O paralelismo entre a naturalidade civil do principal proprietário da Nitro, José Ermírio de Moraes, e a origem nordestina de maior parte da mão de obra selecionada pela empresa não escapa nem aos trabalhadores e moradores locais nem ao autor. Pode-se em todo caso aprofundar, em pesquisas futuras, a presença nacional precoce de empresários nordestinos na indústria do Rio de Janeiro e de São Paulo,6 entre os quais o grupo Ermírio de Moraes ocupa um lugar singular. Ao invés de uma acumulação prévia em estabelecimento industrial e/ou comercial inicial em sua área de origem, como é o caso de outros empresários do Norte (como se dizia na época), José Ermírio entrou de forma precoce e direta num grande grupo industrial têxtil de São Paulo, a Votorantim, em Sorocaba, do industrial português Pereira Inácio, e assim passou a pertencer, desde muito jovem, à burguesia industrial que veio a ser, anos depois, o centro mesmo do poder econômico do país.7

No capítulo 2 (p. 101-102), Paulo Fontes menciona a prática, durante a década de 1940, do agenciamento direto de trabalhadores pela Nitro Química, transportados de caminhão de Minas Gerais e do Nordeste (onde o grupo Votorantim tinha implantação com fábricas de cimento, como a Fábrica Poty, em Paulista, PE, assim como usinas de açúcar).8 Nos anos 1950 o fluxo migratório se dava de forma não diretamente produzida pela fábrica, mas já era fruto seja da articulação das famílias de trabalhadores da Nitro com seus parentes provenientes de suas áreas de origem, seja da procura por parte de famílias recém-imigradas por áreas de moradia, nos loteamentos a baixos preços oferecidos a trabalhadores naquele distrito.9 Aquilo que antes se fazia em escala intrarregional (por exemplo, no interior do Nordeste, o agenciamento de famílias camponesas em estados vizinhos através de agentes pagos por fábricas têxteis por família recrutada, entre os anos 1930 e 40), agora era feito em escala inter-regional de longa distância, Nordeste-Sudeste por via terrestre (agenciamento anteriormente feito de forma internacional por via marítima de longa distância entre Europa e Sul-Sudeste do país).

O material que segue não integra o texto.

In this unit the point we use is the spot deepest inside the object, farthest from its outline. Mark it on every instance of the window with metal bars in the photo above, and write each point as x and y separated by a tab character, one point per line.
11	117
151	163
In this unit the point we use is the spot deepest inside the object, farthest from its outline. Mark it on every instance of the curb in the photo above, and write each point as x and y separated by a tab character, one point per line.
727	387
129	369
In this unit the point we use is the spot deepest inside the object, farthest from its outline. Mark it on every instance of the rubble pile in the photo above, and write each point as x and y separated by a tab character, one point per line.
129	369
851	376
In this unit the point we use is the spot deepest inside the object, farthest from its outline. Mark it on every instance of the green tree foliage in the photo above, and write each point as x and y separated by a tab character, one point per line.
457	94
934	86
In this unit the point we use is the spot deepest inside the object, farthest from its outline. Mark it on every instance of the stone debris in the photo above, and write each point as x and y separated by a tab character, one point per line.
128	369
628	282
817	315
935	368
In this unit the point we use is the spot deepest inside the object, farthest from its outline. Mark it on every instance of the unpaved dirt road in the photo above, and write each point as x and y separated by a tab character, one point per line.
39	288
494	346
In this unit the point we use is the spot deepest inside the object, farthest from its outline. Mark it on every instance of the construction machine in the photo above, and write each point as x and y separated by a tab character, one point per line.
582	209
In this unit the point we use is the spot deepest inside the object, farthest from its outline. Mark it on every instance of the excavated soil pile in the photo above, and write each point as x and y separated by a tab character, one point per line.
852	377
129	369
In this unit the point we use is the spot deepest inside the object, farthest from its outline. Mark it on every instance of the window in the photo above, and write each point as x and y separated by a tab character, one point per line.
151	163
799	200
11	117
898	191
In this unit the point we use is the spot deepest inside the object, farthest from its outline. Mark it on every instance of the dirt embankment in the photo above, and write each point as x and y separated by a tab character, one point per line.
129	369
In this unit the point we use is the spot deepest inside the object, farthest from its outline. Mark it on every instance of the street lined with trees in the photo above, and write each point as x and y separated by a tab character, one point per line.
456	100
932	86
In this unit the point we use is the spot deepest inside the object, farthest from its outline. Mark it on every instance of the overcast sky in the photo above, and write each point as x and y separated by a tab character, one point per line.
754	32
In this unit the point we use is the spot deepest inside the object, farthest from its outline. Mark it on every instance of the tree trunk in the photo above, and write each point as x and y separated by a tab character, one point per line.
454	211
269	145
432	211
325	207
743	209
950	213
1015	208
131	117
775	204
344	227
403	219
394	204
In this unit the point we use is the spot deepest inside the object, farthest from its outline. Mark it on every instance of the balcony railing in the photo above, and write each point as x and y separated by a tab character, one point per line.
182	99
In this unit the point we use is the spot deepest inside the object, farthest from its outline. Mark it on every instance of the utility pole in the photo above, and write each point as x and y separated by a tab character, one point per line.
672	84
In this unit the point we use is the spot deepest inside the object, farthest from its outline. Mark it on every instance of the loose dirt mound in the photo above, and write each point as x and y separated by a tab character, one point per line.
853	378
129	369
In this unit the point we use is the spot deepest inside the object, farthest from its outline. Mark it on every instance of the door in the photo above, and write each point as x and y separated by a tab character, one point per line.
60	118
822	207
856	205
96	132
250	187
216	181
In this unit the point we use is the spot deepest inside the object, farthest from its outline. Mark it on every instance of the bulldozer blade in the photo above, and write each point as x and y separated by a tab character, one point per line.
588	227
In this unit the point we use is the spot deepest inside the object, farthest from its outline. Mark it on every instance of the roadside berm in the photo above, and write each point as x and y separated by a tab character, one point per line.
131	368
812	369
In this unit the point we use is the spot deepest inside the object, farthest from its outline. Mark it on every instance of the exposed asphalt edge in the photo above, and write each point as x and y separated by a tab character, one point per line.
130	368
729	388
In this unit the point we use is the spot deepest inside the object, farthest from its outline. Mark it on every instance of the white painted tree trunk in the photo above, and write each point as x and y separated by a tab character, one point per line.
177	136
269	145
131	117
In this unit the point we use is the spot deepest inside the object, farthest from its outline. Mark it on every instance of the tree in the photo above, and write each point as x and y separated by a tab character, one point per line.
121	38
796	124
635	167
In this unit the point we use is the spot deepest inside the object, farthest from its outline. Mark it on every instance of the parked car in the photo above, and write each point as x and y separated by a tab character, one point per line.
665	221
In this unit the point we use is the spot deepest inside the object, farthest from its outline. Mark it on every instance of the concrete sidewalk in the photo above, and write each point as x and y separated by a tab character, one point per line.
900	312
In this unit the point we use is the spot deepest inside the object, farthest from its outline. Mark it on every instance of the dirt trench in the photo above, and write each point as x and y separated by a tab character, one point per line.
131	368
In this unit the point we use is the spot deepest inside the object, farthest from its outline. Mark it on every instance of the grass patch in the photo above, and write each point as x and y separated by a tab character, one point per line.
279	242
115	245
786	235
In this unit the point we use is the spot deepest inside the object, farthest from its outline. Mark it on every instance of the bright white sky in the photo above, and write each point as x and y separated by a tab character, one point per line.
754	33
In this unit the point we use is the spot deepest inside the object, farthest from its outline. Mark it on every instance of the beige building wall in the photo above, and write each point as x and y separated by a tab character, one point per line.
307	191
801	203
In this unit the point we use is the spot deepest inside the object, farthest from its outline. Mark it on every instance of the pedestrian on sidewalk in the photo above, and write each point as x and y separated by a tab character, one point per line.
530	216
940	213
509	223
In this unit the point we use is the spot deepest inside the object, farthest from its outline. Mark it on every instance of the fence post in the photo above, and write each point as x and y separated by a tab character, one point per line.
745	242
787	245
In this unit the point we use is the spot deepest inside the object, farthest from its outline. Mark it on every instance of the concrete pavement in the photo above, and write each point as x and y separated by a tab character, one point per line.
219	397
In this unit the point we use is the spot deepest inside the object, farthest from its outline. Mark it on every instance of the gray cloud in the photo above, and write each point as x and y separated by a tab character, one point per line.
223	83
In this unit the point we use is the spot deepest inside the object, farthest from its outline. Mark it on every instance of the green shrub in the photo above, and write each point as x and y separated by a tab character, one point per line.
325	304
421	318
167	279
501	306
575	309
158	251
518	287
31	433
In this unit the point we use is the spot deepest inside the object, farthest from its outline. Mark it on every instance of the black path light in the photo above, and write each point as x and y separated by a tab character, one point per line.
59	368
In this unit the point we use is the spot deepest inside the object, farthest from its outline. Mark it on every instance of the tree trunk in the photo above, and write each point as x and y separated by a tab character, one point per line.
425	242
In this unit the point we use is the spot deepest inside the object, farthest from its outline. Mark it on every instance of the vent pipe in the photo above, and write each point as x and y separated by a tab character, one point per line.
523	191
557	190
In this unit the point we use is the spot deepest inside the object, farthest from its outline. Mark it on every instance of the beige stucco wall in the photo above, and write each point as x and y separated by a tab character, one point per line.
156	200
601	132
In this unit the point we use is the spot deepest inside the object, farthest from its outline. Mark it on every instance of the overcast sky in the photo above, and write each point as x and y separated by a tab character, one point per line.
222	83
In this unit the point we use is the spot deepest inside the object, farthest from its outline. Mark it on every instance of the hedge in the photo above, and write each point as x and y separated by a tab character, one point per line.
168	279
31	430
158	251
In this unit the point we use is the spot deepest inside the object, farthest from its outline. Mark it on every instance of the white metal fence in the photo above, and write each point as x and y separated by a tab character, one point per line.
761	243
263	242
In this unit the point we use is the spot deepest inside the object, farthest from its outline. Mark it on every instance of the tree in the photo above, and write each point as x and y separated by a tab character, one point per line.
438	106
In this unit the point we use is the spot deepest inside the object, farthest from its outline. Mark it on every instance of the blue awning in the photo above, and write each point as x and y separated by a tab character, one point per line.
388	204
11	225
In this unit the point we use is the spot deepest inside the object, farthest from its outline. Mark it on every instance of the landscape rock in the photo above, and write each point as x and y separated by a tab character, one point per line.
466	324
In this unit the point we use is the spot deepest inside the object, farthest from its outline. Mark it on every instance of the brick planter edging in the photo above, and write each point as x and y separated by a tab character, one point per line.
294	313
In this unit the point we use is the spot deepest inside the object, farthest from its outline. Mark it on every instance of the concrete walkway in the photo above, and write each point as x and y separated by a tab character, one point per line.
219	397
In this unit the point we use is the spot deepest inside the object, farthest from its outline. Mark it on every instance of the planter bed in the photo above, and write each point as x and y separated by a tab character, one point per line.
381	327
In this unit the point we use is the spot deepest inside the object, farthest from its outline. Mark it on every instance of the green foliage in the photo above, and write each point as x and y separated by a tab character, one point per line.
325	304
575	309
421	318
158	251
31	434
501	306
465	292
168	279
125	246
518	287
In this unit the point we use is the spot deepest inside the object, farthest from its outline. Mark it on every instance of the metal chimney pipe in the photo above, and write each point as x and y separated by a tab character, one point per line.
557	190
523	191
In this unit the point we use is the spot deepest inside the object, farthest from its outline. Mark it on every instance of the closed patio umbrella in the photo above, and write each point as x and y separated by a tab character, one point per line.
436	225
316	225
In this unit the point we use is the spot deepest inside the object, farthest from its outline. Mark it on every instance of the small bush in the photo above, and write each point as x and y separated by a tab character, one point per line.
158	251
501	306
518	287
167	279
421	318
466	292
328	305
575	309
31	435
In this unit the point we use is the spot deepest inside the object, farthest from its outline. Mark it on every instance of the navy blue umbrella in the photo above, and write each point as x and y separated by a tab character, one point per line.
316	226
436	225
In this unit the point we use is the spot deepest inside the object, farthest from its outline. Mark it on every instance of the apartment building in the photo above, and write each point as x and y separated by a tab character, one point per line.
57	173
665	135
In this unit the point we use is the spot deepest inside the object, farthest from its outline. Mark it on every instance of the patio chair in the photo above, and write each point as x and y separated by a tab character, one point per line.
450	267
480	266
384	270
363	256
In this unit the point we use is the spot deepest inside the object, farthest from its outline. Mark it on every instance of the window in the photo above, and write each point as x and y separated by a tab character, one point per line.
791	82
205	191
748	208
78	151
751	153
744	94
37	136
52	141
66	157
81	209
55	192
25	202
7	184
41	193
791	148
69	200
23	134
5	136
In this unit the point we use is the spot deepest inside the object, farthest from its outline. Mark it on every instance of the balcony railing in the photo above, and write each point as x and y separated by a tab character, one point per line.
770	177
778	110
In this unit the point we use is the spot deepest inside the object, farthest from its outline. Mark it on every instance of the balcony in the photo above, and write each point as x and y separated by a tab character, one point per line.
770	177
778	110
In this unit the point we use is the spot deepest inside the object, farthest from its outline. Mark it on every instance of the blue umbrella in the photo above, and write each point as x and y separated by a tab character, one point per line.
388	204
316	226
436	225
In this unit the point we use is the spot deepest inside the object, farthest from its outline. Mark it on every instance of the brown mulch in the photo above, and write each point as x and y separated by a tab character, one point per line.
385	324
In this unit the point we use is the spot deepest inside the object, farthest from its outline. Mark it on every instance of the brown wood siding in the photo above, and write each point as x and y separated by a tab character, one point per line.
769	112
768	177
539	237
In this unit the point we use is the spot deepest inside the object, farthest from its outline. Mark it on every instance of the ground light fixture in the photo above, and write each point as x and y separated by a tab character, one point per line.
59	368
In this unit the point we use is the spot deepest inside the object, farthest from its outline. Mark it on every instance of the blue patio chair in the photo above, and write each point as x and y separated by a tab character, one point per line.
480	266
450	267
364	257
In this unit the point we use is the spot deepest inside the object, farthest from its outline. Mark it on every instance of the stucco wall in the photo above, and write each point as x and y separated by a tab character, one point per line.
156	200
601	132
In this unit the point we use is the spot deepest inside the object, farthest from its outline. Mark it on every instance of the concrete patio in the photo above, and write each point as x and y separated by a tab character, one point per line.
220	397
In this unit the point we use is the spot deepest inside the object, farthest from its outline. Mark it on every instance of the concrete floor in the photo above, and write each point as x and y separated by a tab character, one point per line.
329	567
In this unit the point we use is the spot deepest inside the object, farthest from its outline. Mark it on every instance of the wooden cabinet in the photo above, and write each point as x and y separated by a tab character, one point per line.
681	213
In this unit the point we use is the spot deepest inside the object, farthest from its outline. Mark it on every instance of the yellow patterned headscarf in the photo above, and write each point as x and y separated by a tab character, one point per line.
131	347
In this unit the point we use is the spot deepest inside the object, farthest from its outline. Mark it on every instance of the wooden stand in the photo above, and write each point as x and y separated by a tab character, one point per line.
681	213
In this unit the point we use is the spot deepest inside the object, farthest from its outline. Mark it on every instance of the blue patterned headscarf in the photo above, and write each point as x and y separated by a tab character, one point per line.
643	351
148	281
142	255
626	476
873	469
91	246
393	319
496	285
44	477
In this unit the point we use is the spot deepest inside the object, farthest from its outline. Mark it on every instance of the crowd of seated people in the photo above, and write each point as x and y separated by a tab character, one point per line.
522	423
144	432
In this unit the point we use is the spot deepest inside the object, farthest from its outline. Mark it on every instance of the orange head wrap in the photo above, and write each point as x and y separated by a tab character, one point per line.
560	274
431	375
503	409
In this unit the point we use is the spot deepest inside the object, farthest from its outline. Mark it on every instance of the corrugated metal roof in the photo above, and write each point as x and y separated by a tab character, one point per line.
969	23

O livro segue uma ordem cronológica, mas que também tem a lógica de um plano temático de exposição: começa pela análise do processo de migração Nordeste/São Paulo (condições de saída, condições de chegada) em sua dimensão geral, dando conta do mote do título principal; e passa pelas redes de chegada e estabelecimento na cidade (e em particular no bairro) de uma perspectiva étnico-regional, mostrando como pouco a pouco o que é procura por trabalho passa a ter uma dimensão étnica (um novo grupo migrante na cidade, que chega numeroso, passa a ser percebido como tal pelos próprios nordestinos em seus locais de residência, assim como pelos estabelecidos de São Paulo e a sua mídia). Assim, na passagem do primeiro para o segundo capítulo, a perspectiva maior sobre São Paulo passa a focalizar-se em São Miguel, sem, no entanto, perder a precisão na passagem do geral para o particular (no capítulo1), assim como na passagem ao geral em pontos específicos da narrativa localizada que predomina nos demais capítulos. Por outro lado, a análise do termo genérico e estigmatizante de “baiano”,10 que passa a caracterizar a interação entre os estabelecidos e os novos chegados, se localiza no fechamento do capítulo inicial “Mala de papelão e matuá nas costas”, enquanto que o seguinte, “Terra de nordestinos”, é fortemente correlacionado ao domínio do trabalho e, portanto, da presença da fábrica no bairro, que parece dar um matiz especial à localidade. Assim, o terceiro capítulo, que trata da vida cotidiana no bairro, mostrando a construção de diversidades e identidades – através do acesso às residências (da pensão ao mutirão da casa própria), da vida social do bairro no tempo livre dos trabalhadores (futebol, cinema, bares, clubes sociais e bailes), onde pode se manifestar a diferenciação no bairro entre “a elite” e a “mistura”, das carências urbanas e de transporte de São Miguel Paulista – se dá de forma thompsoniana sob a rubrica sintética de uma “comunidade operária”. Segue-se a parte propriamente política do livro, nos capítulos 4 e 5; o primeiro sobre os partidos e lideranças políticas em São Miguel Paulista, denominado “Direito de fazer política”, direito este que se estende no último capítulo aos movimentos sociais de bairro e de autonomia política municipal.11

No capítulo 4, Paulo Fontes ressalta a importância da atuação do PCB no bairro, que chegou a ter em São Miguel Paulista, nos anos de 1945 a 1947, sua maior organização de base em São Paulo (com mais de mil trabalhadores filiados) sendo então lugar proletário preferencial para aquele partido mostrar sua força (com a admiração de Jorge Amado e as visitas frequentes de Prestes). Tendo tido como ponto de partida de pesquisa o Sindicato dos Trabalhadores na Indústria Química de São Paulo, e, em particular, seu grêmio de aposentados, o autor teve acesso aos relatos e à experiência política daqueles trabalhadores, formados no interior ou no entorno do trabalho sindical daquele partido. Esses depoimentos dão um fio condutor não somente à política no período, mas a informações e representações sobre a vida na fábrica e no bairro. O acesso ao arquivo da polícia política organizado nos anos 1990 no Arquivo Público de São Paulo permite completar e precisar, de forma cruzada, essas informações.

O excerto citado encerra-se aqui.